Chapter 7.16 - Solved Examples on pH Scale

In the previous section, we saw the details about pH scale. In this section, we will see some solved examples

Solved example 7.52
The concentration of hydrogen ion in a sample of soft drink is 3.8 × 10^-3 M. what
is its pH ?
Solution:
• Given that: [H⁺] of the soft drink = 3.8 × 10^-3 M
• So pH of the soft drink = -log₁₀([H⁺]) = -log₁₀(3.8 × 10^-3) = 2.42
• Since the pH is less than 7, we can write: The soft drink is acidic

Solved example 7.53
Calculate pH of a 1.0 × 10^-8 M solution of HCl.
Solution:
1. Consider 1 L pure water
• In that water, there will be an undisturbed equilibrium according to the equation:
H₂O ⇌ H⁺ + OH^－
   ♦ Number of moles of H⁺ will be 10^-7
   ♦ Number of moles of OH^－ will be 10^-7
2. When HCl is added, that equilibrium will be disturbed
• Given that, 1.0 × 10^-8 moles of HCl is added to that 1 L water
• Since HCl is a strong acid, we assume that, all HCl molecules dissociate into H⁺ and Cl- ions
• So 10^-8 moles of H⁺ are added to the water
   ♦ Then total number of H⁺ ions = (10^-7 + 10^-8) = 1.1 × 10^-7
3. To regain equilibrium, some of the newly added H⁺ will react with the OH^－ ions
So in effect:
   ♦ There will be an increase in the number of H⁺ ions  
   ♦ There will be a decrease in the number of OH^－ ions
   ♦ But K_w will remain constant
4. Let x moles of H⁺ enter into reaction with OH^－
• Then the number of moles of OH^－ entering into reaction will also be x
• So at the new equilibrium,
   ♦ Number of moles of H⁺ ions = (1.1 × 10^-7 -x)
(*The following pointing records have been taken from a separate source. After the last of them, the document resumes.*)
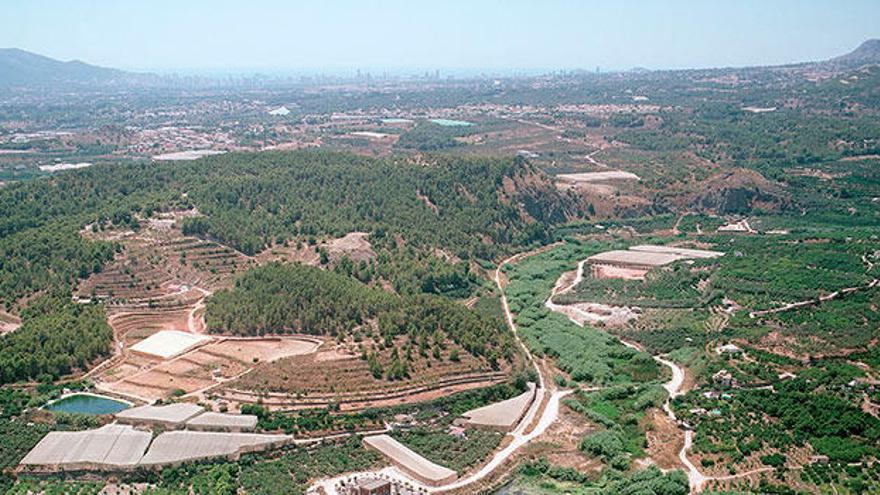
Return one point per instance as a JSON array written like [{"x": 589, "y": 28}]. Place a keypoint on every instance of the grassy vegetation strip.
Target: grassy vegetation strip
[{"x": 587, "y": 354}]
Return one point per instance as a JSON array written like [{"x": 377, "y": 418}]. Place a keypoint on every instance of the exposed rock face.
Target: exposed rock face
[
  {"x": 867, "y": 53},
  {"x": 738, "y": 191}
]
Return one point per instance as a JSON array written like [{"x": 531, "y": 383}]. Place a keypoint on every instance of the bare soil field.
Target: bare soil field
[
  {"x": 340, "y": 376},
  {"x": 8, "y": 322},
  {"x": 199, "y": 369},
  {"x": 665, "y": 440}
]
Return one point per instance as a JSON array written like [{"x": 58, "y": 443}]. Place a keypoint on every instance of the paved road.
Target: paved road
[{"x": 519, "y": 435}]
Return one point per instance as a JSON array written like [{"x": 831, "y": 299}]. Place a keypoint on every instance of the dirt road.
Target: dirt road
[
  {"x": 520, "y": 437},
  {"x": 673, "y": 386}
]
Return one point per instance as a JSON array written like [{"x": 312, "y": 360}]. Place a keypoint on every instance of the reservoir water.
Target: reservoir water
[{"x": 87, "y": 404}]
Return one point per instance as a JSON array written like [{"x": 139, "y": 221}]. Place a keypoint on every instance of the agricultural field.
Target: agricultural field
[{"x": 329, "y": 266}]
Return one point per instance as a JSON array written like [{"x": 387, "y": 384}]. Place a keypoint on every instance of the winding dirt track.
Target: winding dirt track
[
  {"x": 520, "y": 435},
  {"x": 696, "y": 479}
]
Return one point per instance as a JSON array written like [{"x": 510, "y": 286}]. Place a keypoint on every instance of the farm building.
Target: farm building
[
  {"x": 211, "y": 421},
  {"x": 598, "y": 176},
  {"x": 111, "y": 447},
  {"x": 411, "y": 463},
  {"x": 168, "y": 344},
  {"x": 729, "y": 349},
  {"x": 684, "y": 253},
  {"x": 371, "y": 486},
  {"x": 635, "y": 262},
  {"x": 502, "y": 416},
  {"x": 176, "y": 447},
  {"x": 170, "y": 416}
]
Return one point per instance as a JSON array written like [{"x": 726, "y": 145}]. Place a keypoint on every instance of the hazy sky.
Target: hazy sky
[{"x": 454, "y": 34}]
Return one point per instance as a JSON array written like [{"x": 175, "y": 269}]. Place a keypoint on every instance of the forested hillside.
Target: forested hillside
[
  {"x": 470, "y": 207},
  {"x": 279, "y": 298},
  {"x": 467, "y": 207}
]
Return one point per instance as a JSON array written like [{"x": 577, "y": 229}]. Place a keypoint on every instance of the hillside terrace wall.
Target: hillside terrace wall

   ♦ Number of moles of OH^－ ions = (10^-7 -x)
5. At the new equilibrium, concentrations will be different. But the equilibrium constant K_w is the same. So we can write:
(1.1 × 10^-7 - x) (10^-7 -x)= 10^-14
⇒ (1.1 × 10^-14) - (10^-7 x)  - (1.1 × 10^-7 x) + x² = 10^-14
⇒ (1.1 × 10^-14) - (2.1 × 10^-7)x + x² = 10^-14
⇒ x² - 2.1 × 10^-7 x + 0.1 × 10^-14 = 0
• Solving this quadratic equation, we get:
x = 2.051 × 10^-7 or 4.875 × 10^-9
6. Calculation of [H⁺]:
• When x = 2.051 × 10^-7, we get: [H⁺] = (1.1 × 10^-7 -x)
= (1.1 × 10^-7 - 2.051 × 10^-7) = -9.512 × 10^-8
• When x = 4.875 × 10^-9, we get: [H⁺] = (1.1 × 10^-7 -x)
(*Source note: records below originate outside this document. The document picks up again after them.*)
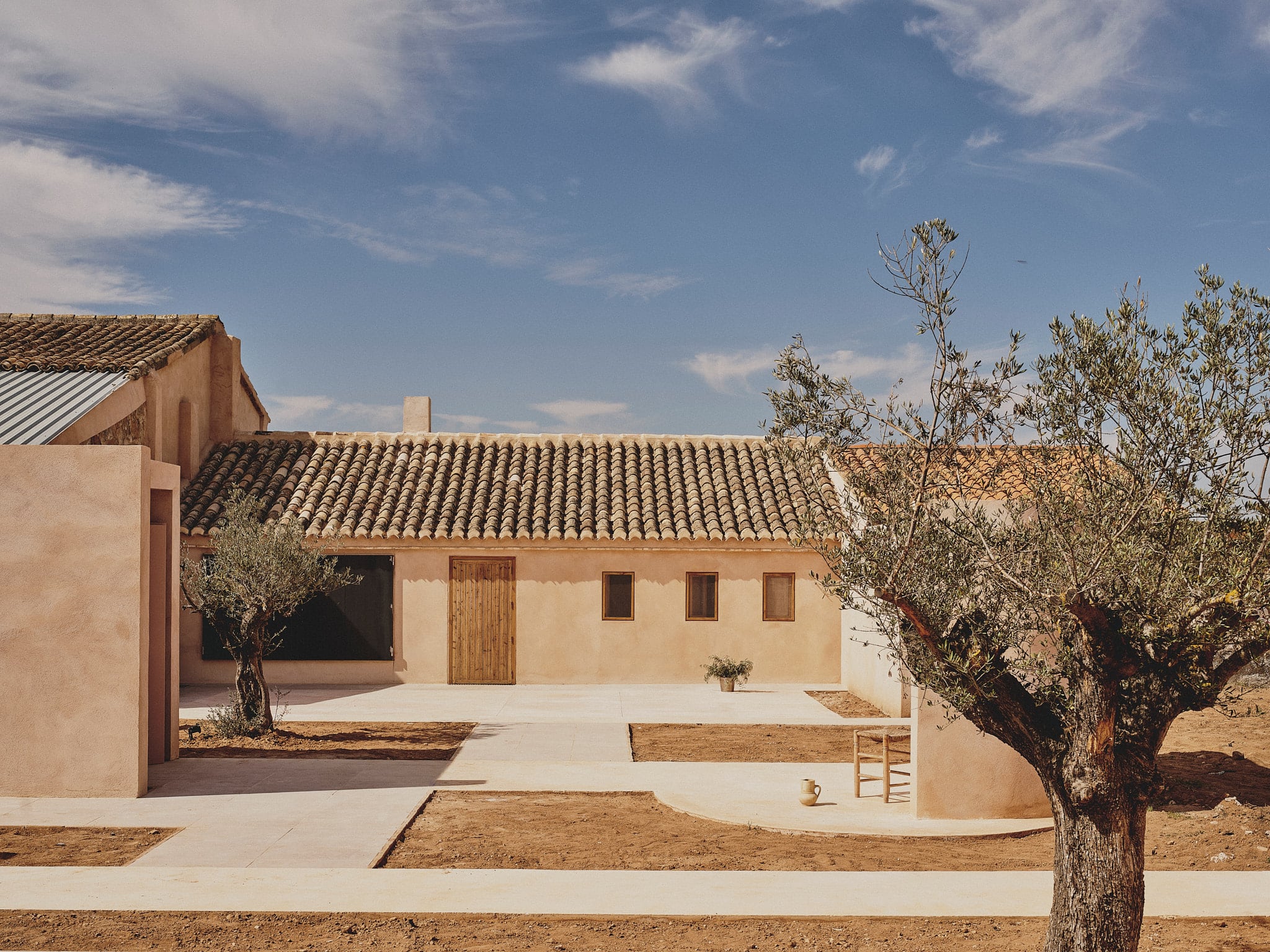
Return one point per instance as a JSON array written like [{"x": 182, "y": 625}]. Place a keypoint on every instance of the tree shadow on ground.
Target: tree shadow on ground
[{"x": 1201, "y": 780}]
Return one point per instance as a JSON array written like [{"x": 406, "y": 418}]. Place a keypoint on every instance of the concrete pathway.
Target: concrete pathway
[
  {"x": 543, "y": 703},
  {"x": 601, "y": 892},
  {"x": 548, "y": 742},
  {"x": 342, "y": 814}
]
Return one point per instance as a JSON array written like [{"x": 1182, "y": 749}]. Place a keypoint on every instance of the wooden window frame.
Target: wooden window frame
[
  {"x": 793, "y": 579},
  {"x": 687, "y": 598},
  {"x": 603, "y": 601}
]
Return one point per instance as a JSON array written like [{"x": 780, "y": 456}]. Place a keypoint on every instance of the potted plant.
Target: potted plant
[{"x": 728, "y": 672}]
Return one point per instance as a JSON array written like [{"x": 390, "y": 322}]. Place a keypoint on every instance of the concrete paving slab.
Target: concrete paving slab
[
  {"x": 543, "y": 703},
  {"x": 343, "y": 813},
  {"x": 557, "y": 742},
  {"x": 601, "y": 892}
]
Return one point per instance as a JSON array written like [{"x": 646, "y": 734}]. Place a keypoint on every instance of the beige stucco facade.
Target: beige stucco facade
[
  {"x": 197, "y": 399},
  {"x": 561, "y": 638},
  {"x": 88, "y": 566}
]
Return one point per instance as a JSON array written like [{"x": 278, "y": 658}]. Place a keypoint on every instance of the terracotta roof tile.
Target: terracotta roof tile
[
  {"x": 975, "y": 471},
  {"x": 134, "y": 345},
  {"x": 386, "y": 485}
]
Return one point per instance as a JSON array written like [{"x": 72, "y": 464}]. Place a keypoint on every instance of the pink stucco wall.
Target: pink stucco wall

= (1.1 × 10^-7 - 4.875 × 10^-9) = 1.051 × 10^-7
• Negative value of concentration is not possible. So we must discard the value (x = 2.051 × 10^-7) obtained by solving the quadratic equation
• The acceptable value is: x = 4.875 × 10^-9
7. Calculation of [OH^－]:
• When x = 4.875 × 10^-9, we get: [OH^－] = (10^-7 -x)
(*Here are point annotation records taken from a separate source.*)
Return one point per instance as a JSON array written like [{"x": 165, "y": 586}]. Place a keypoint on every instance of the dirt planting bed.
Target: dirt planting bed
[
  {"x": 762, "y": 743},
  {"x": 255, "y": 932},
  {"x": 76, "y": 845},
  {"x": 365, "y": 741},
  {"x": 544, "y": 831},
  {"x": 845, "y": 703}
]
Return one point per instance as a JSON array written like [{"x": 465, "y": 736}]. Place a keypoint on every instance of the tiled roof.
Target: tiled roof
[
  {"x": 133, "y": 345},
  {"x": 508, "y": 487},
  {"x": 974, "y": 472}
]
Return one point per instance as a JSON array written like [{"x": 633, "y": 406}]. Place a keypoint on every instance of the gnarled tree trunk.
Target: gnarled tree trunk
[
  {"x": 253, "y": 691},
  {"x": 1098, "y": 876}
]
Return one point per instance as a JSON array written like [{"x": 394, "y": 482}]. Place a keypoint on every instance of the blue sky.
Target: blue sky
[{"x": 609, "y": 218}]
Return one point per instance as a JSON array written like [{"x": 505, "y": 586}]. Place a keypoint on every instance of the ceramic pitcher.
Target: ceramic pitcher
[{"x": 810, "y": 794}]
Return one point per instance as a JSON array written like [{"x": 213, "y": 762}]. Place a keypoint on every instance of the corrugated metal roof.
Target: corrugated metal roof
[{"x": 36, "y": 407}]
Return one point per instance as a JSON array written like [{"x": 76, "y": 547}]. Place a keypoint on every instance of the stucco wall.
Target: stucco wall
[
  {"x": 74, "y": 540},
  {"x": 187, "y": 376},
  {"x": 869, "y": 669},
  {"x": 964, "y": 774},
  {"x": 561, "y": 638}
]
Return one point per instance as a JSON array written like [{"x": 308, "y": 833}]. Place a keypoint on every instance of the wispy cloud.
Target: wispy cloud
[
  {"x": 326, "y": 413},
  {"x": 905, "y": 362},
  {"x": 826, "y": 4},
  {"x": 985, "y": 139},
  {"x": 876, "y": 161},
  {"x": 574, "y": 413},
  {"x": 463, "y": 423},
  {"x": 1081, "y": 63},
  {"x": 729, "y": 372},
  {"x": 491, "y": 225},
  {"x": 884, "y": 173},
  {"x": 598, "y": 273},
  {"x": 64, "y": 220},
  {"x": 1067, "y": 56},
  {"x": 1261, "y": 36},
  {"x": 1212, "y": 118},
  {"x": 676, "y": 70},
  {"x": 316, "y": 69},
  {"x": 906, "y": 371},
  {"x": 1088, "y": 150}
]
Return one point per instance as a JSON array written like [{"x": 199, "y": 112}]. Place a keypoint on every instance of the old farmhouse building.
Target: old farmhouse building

= (10^-7 - 4.875 × 10^-9) = 9.512 × 10^-8
8. Check:
[H⁺][OH^－] = (1.051 × 10^-7)(9.512 × 10^-8) = 1.0 × 10^-14
9. Thus we get: pH = -log₁₀([H⁺]) = -log₁₀(1.051 × 10^-7) = 6.98
10. If required, we can calculate pOH also:
pOH = -log₁₀([OH^-]) = -log₁₀(9.512 × 10^-8) = 7.02
11. Note that: pH + pOH = (6.98 + 7.02) = 14
• The reason can be explained in 4 steps:
(i) We have: [H⁺][OH^－] = 10^-14
(ii) Taking logarithm of both sides, we get:
log₁₀([H⁺]) + log₁₀([OH-]) = log₁₀(10^-14)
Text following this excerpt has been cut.